Enhancing malware analysis sandboxes with emulated user behavior
Introduction
Along with the increasing number of sophisticated malware that adopts packing and obfuscation techniques (Cheng, Ming, Fu, Peng, Chen, Zhang, Marion, 2018, Sharif, Yegneswaran, Saidi, Porras, Lee, 2008), malware analysis sandbox systems have been widely used to help malware analysts provide the fine-grained dissection of malicious functionalities via monitoring malware’s run-time behaviors (Analysis, Inc, 2021, McAfee). Meanwhile, malware developers began to develop countermeasures to circumvent sandboxes (Afianian et al., 2019). For Example, malware can identify sandbox environments by checking system traits such as usernames, system settings, analysis instrumentation files, and installed drivers (Chen, Andersen, Mao, Bailey, Nazario, 2008, Kapravelos, Cova, Kruegel, Vigna, 2011, Keragala, 2016, Lindorfer, Kolbitsch, Comparetti, 2011). Moreover, advanced malware may evade sandboxes by performing timing attacks (Brengel, Backes, Rossow, 2016, Pék, Bencsáth, Buttyán, 2011), detecting CPU virtualization (Alwabel, Shi, Bartlett, Mirkovic, 2014, Martignoni, Paleari, Fresi Roglia, Bruschi, 2010, Paleari, Martignoni, Roglia, Bruschi, 2009), checking process introspection indicators (Blackthorne, Bulazel, Fasano, Biernat, Yener, 2016, Petsas, Voyatzis, Athanasopoulos, Polychronakis, Ioannidis, 2014), or even leveraging reverse Turing test (Baird, Coates, Fateman, 2003, Yokoyama, Ishii, Tanabe, Papa, Yoshioka, Matsumoto, Kasama, Inoue, Brengel, Backes, et al., 2016).

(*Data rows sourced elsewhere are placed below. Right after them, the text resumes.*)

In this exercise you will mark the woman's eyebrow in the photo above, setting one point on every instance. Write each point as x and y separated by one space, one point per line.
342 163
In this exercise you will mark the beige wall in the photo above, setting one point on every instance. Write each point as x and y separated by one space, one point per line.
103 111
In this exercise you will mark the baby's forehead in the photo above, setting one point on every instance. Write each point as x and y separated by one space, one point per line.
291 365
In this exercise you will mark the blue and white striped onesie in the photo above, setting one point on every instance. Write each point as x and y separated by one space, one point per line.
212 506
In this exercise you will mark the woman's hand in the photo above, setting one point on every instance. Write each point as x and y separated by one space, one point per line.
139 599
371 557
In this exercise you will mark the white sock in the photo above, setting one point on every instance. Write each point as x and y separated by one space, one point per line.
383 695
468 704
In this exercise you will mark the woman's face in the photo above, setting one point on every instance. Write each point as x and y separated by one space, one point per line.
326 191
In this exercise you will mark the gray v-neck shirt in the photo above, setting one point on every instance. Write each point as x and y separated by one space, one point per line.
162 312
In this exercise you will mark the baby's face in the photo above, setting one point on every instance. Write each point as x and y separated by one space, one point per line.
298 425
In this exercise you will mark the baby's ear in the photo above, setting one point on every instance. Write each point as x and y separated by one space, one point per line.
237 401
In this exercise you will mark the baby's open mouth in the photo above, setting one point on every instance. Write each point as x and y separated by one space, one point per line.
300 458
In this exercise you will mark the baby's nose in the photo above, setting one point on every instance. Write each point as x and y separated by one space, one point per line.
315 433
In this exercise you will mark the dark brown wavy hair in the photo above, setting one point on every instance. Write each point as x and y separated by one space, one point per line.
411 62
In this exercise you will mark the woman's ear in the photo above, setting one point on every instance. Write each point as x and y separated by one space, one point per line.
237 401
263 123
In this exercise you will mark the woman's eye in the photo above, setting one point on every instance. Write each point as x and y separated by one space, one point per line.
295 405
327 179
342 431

Researchers have proposed various mitigation approaches such as binary modification (Vasudevan and Yerraballi, 2006), hiding environmental artifacts (Willems et al., 2007), path exploration (Branco et al., 2012), state modification (Kang et al., 2009), heterogeneous analysis (Xu, Kim, 2017, Yan, Jayachandra, Zhang, Yin, 2012), and bare-metal analysis (Spensky et al., 2016) to minimize or eliminate discrepancies between malware analysis sandboxes and real systems. However, it remains a challenge to defeat a new anti-sandbox technique that leverages system artifacts (i.e., the registry entries, the event logs, the browsing histories, and the cached files) accumulated by normal user operations to distinguish sandbox environments from real systems (Miramirkhani et al., 2017).
To tackle the defect of lacking authentic system artifacts in the existing sandbox designs, one spontaneous approach is to construct the sandbox environments by directly cloning real user systems. However, this approach has some limitations (Miramirkhani et al., 2017). First, the system artifacts from a real user system may contain the user’s private information that needs to be quarantined. It is challenging to thoroughly clean user private information and retain the most authentic system artifacts. Second, the system artifacts in the cloned system become outdated quickly without continuous user interactions. It is time-consuming to clone the latest real user system and then conduct data cleaning for each round of malware analysis.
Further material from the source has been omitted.